Part 3 - Convolution

Posted on Sep 5, 2023
(Last updated: May 26, 2024)

Introduction

In this part we will learn about the convolution operation and how it’s used.

Let’s start at how it’s used.

Use case

Given this signal, we want to find activity on the graph, besides the notice. A kind of high-pass filter will do the job. A high-pass filter is precisely doing the convolution operation to filter.

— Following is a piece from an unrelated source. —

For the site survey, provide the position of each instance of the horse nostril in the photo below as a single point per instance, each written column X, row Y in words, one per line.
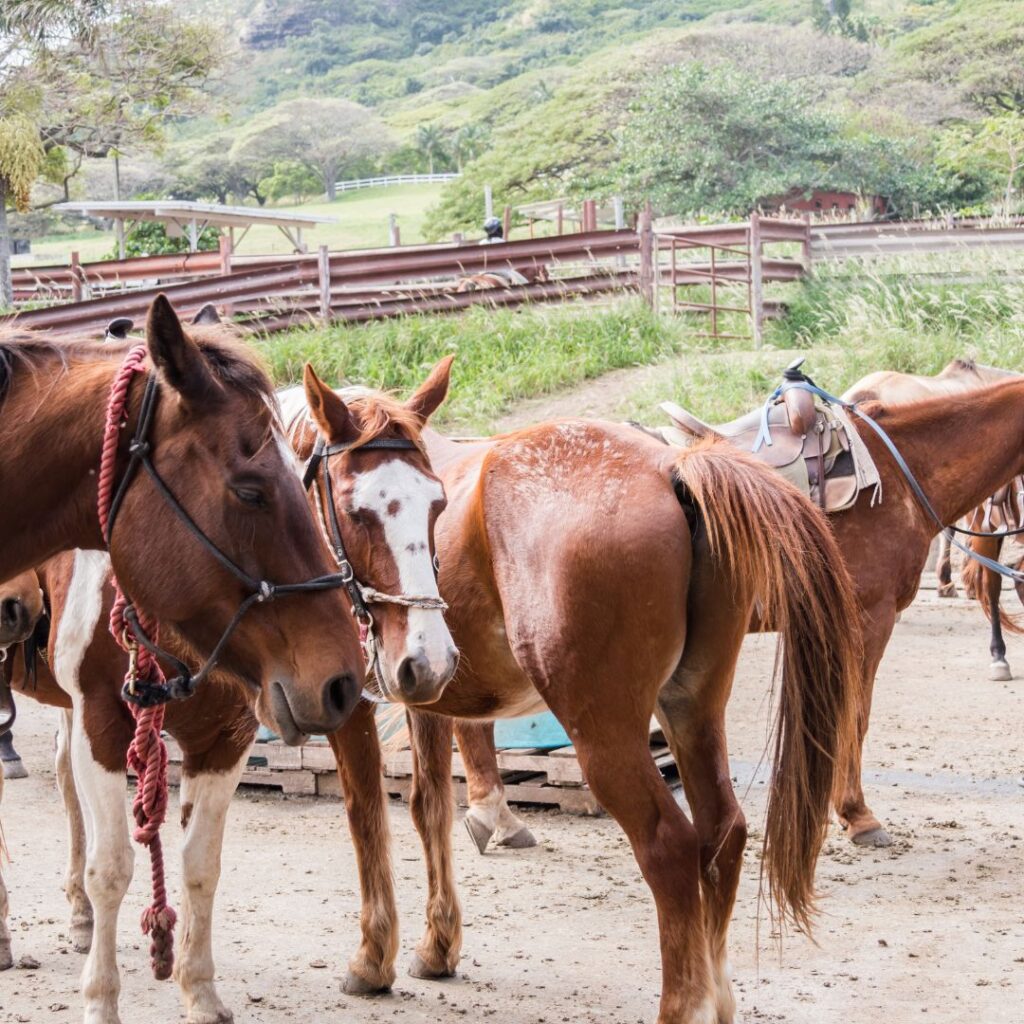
column 407, row 676
column 11, row 613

For example the output for this input can be:

Definition and properties

Let’s call our input signal $x(t)$, our system operation for $h(t)$ and our output for $y(t)$. Assume that all of these are continuous functions, the convolution operation is denoted with $*$. $$ y(t) = x(t) * h(t) $$

The convolution operation is defined as: $$ y(t) = x(t) * h(t) = \int_{-\infty}^{+\infty} x(\tau)h(t - \tau) d\tau $$

In the discrete case: $$ c[k] = f[k] * g[k] = \sum_{m = -\infty}^{+\infty} f[m]g[k - m] $$

This operation is also:

Commutative: $$ f_1(t) * f_2(t) = f_2(t) * f_1(t) $$

Distributive: $$ f_1(t) * (f_2(t) + f_3(t)) = f_1(t)* f_2(t) + f_1(t) * f_3(t) $$

Associative: $$ f_1(t) * (f_2(t) * f_3(t)) = (f_1(t) * f_2(t)) * f_3(t) = $$

Suppose we have:

Using these properties we can say that: $$ \begin{align*} y(t) & = y_1(t) * h_2(t) \newline & = f(t) * h_1(t)) * h_2(t) \newline & = f(t) * (h_1(t) * h_2(t)) \newline \end{align*} $$

We usually reduce this to: $$ y(t) = f(t) * h(t) \ | \ h(t) = h_1(t) * h_2(t) $$

In the parallel case:

$$ \begin{align*} y(t) & = y_1(t) + h_2(t) \newline & = (f(t) * h_1(t)) +(f(t) * h_2(t)) \newline & = f(t) * (h_1(t) + h_2(t)) \newline & = f(t) * h(t) \ | \ h(t) = h_1(t) + h_2(t) \end{align*} $$

We also have some more specific properties:

Shift: $$ f_1(t) * f_2(t) = c(t) \newline f_1(t) * f_2(t - T) = c(t - T) \newline f_1(t - T) * f_2(t) = c(t - T) \newline f_1(t - T_1) * f_2(t - T_2) = c(t - T_1 - T_2) \newline $$

Convolution with an impulse: $$ f(t) * \delta(t) = f(t) $$

We can combine these two: Convolution with an impulse: $$ f(t) * \delta(t - T) = f(t - T) $$

One of the most important properties is the width property. The width of the convolution will be the combined width of the functions.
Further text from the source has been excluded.